Opinião

O vazio que alimenta extremos

O vazio que alimenta extremos

Frederico Teixeira

Jurista, Doutorando em Ciência Política

Quando a política deixa de transformar e passa a apenas sobreviver, o terreno fica fértil para quem promete rasgar tudo, mesmo sem dizer o que constrói depois

Não é só a política que está em crise. É o país. Portugal vive preso num ciclo de baixa ambição, onde se perdeu o desígnio coletivo e a capacidade de pensar a longo prazo. As crises partidárias, as eleições sucessivas e os governos frágeis não são apenas sintomas de instabilidade institucional, são o reflexo de um problema mais profundo: deixámos de saber para onde queremos ir. E quem não sabe onde quer chegar, dificilmente se revolta com o rumo errado.

A política transformou-se num exercício de gestão do imediato. Uma espécie de administração do dia seguinte, sem ousadia, sem projeto e sem coragem de reformar. Vivemos a democracia como se fosse um reality show, comentando escândalos, trocando insultos, tratando cada eleição como uma batalha tribal. Enquanto isso, a janela de oportunidade para transformar estruturalmente o país vai-se fechando. O mundo acelera, e nós ficamos a discutir quem fica com o volante de um carro que já nem sabemos se está em movimento.

A grande questão, porém, não é apenas quem governa. Mas para quê. Que projeto nacional temos? Que país queremos construir nas próximas duas ou três décadas? A ausência de resposta a esta pergunta é talvez a mais grave das nossas crises. Sem uma ideia galvanizadora de futuro, sem um desígnio que una, inspire e mobilize, qualquer liderança será sempre efémera. E qualquer resultado eleitoral, por mais surpreendente que pareça a alguns, será apenas a consequência natural de um vazio prolongado.

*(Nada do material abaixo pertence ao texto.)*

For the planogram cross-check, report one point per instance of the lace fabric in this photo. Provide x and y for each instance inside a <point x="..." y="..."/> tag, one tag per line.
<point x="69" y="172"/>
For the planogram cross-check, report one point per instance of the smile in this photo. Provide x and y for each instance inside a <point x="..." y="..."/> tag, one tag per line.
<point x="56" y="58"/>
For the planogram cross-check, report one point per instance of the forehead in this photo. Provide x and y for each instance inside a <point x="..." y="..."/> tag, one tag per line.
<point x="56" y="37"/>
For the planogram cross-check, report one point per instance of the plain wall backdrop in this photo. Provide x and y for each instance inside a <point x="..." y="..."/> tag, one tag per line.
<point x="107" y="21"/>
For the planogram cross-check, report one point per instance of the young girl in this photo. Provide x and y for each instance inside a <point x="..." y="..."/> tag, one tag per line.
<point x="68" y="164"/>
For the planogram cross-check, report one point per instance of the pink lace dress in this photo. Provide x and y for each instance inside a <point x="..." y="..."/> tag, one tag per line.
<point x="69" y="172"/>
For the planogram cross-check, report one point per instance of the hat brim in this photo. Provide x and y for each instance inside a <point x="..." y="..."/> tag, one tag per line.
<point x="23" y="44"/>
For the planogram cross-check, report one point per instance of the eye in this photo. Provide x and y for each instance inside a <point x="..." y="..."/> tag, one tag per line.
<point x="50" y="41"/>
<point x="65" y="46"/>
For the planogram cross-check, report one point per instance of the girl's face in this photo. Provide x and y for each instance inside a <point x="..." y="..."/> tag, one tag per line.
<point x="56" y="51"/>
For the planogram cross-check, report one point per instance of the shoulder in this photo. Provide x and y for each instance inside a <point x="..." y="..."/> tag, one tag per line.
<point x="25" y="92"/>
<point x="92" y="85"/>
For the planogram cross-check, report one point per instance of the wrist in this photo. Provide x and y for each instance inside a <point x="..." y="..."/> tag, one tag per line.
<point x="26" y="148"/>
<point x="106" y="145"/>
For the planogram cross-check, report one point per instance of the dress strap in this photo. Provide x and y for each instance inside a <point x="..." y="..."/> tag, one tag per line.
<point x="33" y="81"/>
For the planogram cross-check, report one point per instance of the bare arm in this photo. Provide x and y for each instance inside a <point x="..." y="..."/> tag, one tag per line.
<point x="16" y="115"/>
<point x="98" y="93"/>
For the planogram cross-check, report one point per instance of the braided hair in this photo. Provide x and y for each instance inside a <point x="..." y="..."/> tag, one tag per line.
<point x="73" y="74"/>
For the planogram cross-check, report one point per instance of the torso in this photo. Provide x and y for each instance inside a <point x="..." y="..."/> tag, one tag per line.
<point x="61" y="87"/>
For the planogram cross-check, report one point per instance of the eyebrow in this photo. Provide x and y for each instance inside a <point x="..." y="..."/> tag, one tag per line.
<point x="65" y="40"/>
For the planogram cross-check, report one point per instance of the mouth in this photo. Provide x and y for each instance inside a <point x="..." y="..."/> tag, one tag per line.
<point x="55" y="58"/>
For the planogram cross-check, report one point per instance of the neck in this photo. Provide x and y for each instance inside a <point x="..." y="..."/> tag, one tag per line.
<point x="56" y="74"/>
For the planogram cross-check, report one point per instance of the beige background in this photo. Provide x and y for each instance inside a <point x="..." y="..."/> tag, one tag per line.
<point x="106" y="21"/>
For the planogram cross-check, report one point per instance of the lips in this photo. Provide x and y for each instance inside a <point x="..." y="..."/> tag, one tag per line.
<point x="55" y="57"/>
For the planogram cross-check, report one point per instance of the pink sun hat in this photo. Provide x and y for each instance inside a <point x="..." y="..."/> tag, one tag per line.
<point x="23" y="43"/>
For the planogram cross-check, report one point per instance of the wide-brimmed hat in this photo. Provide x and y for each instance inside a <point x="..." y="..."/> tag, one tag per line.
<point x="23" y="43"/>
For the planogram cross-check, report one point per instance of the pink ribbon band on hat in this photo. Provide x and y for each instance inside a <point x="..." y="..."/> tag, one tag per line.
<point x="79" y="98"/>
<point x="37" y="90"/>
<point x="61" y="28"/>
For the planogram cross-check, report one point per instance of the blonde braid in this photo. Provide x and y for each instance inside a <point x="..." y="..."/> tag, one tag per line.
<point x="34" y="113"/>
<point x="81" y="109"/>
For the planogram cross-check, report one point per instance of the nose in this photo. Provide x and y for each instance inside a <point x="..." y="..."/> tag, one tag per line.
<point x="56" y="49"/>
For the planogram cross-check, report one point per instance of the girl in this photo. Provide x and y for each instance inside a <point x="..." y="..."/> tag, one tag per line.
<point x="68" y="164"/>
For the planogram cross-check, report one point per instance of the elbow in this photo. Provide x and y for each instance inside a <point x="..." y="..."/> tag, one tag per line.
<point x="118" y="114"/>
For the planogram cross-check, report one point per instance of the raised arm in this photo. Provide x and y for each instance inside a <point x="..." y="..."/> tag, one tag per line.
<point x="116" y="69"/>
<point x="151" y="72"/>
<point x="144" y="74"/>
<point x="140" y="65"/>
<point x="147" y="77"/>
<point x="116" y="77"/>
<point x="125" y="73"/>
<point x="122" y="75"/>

É nesse vazio que os extremos crescem. Não porque tenham soluções viáveis – não têm. Mas porque oferecem indignação. Canalizam frustrações. Dão nome ao desconforto de quem se sente sistematicamente ignorado. Quando a política deixa de transformar e passa a apenas sobreviver, o terreno fica fértil para quem promete rasgar tudo, mesmo sem dizer o que constrói depois. Os extremos não se combatem com moralismo de ocasião, nem com insultos públicos – combatem-se com ideias, com debate, com alternativas. O silêncio e o desprezo só os alimentam.

Não se trata de uma defesa dos extremos. Pelo contrário, é precisamente o oposto. Trata-se, antes, de um apelo para deixarmos de assobiar para o lado – Porque se continuarmos a ignorar as causas, a desconfiança na política, a sensação de abandono, a perceção de que só se governa para alguns, então não nos podemos dar ao luxo de ficar surpreendidos se os resultados forem ainda mais expressivos numa próxima eleição. A democracia não falha quando apresenta resultados incómodos. Falha quando se recusa a escutar.

Portugal não é um país falhado. Mas é, há demasiado tempo, um país adiado. E adiar reformas essenciais é, em si, uma escolha política, uma escolha pela irrelevância. A falta de proximidade à rua, às pessoas reais, aos seus problemas concretos, não é apenas uma falha de comunicação, mas uma falência da própria ideia de representação. Sem proximidade, não há legitimidade. E sem legitimidade, cresce o espaço do ressentimento.

Precisamos de uma nova gramática política. Líderes que não tenham medo de falar de futuro. Que rejeitem a lógica da sobrevivência tática e proponham reformas mesmo quando estas sejam incómodas. Que vejam o país para além do ciclo eleitoral. Que falem de crescimento, sim, mas também de liberdade, de dignidade, de mobilidade social, de educação transformadora, de justiça eficaz, de um Estado que funcione. Precisamos de devolver à política a sua dimensão de causa, e não de carreira.

É urgente reconstruir um contrato nacional. Um contrato que coloque o mérito no centro, que valorize o esforço, que promova a liberdade económica com responsabilidade social e que crie uma cultura de resultados – não para servir estatísticas, mas para melhorar a vida concreta das pessoas. Um contrato que trate o cidadão não como um número, mas como alguém a quem se deve uma resposta.

No fim de contas, todos os votos contam. Da esquerda à direita. São uma expressão legítima da vontade do povo. No entanto, cabe aos que ainda acreditam no equilíbrio democrático – na sua diversidade e complexidade – resgatar a política da mediocridade, da futilidade e da resignação. O combate aos extremos faz-se de frente, com ideias mobilizadoras, com propósito coletivo e com visão.

Se não começarmos já, depois não digamos que fomos apanhados de surpresa. Porque a surpresa, neste momento, só existe para quem não quer ver.